两人钻进面包车,引擎再度嘶吼起来,沿着海岸线疾驰而去。半小时后,车轮碾过港口碎石路,发出咯吱声响,淮南仔(应为“何兰仔”,疑似原文笔误)稳稳把车停靠在码头边。
伍世豪推门跳下车,动作干脆利落。寒风迎面扑来,像刀子刮脸,海浪拍打着水泥堤岸,溅起一片白沫。可他浑不在意,目光死死盯住不远处那艘静静泊着的小型游艇——幽暗灯光下,船身泛着冷光,宛如一头蛰伏的野兽。
而船头站着一人,嘴里叼着烟,火光明灭。
“托尼哥!!”伍世豪大喊一声,三步并作两步冲上前,声音里全是焦灼与期待,“我到了!咱们现在就出发,快!把我老婆孩子接出来!这事全靠你了,一定要平安带到!”
托尼缓缓转过身,深吸一口烟,将最后一缕火星吞入肺中,随即手腕一甩,烟头划出一道弧线,“噗通”坠入黑沉沉的海水。
他抬手,重重拍在伍世豪肩上,力道沉稳:“放心。我跑这条水路的时候,你还在岸上挖泥巴呢。别搞得跟生离死别似的,兄弟之间,不说这些虚的。”
伍世豪喉咙动了动,没再说话。他知道托尼不是吹牛——当年他自己偷渡上香江,也是坐那种黑船,结果半路撞上巡逻差佬,被迫跳海逃生,靠着一口气游到三角湾才捡回条命。那种提心吊胆的日子,他再也不想让妻儿经历一次。
更怕的是,一旦失手,不只是遣返那么简单——铁窗、案底、一辈子抬不起头,甚至牵连家人……
可此刻,看着托尼那张冷静到近乎冷酷的脸,他心里那根紧绷的弦,竟悄然松了几分。
托尼忽然眯眼打量他一身单薄西装,皱眉道:“出海半夜零下的风,你穿这个?不怕冻成冰棍?”
回头一声吼:“何兰仔!拿件风衣来!”
“好嘞,托尼哥!”何兰仔麻利翻出一件厚实军绿风衣,甩手抛了过来。
伍世豪接过,笑着冲两人点头致意,迅速披上。其实刚才站在码头那一刻,刺骨寒意就已经往骨头缝里钻了,全靠心头那团火撑着——那是希望的火,是牵挂的火,是一个男人为家人豁出去的执念。
“走,出发。

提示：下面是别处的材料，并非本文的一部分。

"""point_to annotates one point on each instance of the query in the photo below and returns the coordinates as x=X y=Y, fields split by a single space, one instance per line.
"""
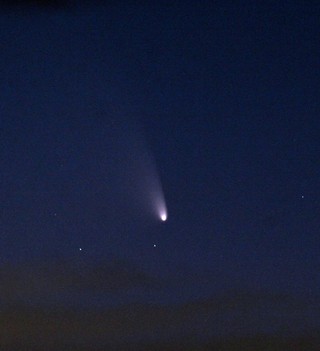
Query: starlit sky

”
一切准备就绪,托尼朝伍世豪和何兰仔抬了下手,话音未落,人已轻巧跃上甲板。引擎低吼一声,游艇如暗夜中的猎豹,撕开墨色海面,朝着大陆方向疾驰而去。
不知过了多久,夜已深得滴水不漏。巡逻船影稀疏,海面沉寂如死。而他们这艘幽灵般的快艇,借着潮声与黑暗的掩护,神不知鬼不觉地滑入大陆港口边缘,悄然靠岸。
船身刚一触岸,伍世豪便按捺不住,一个箭步跳下甲板,脚踩在湿漉漉的水泥地上,眼中几乎要燃起火来。这港口宽阔冷清,深夜无光,连月亮都躲进了云层——正是黑夜里最完美的偷渡良机。可也正因太黑,想找人,难如登天。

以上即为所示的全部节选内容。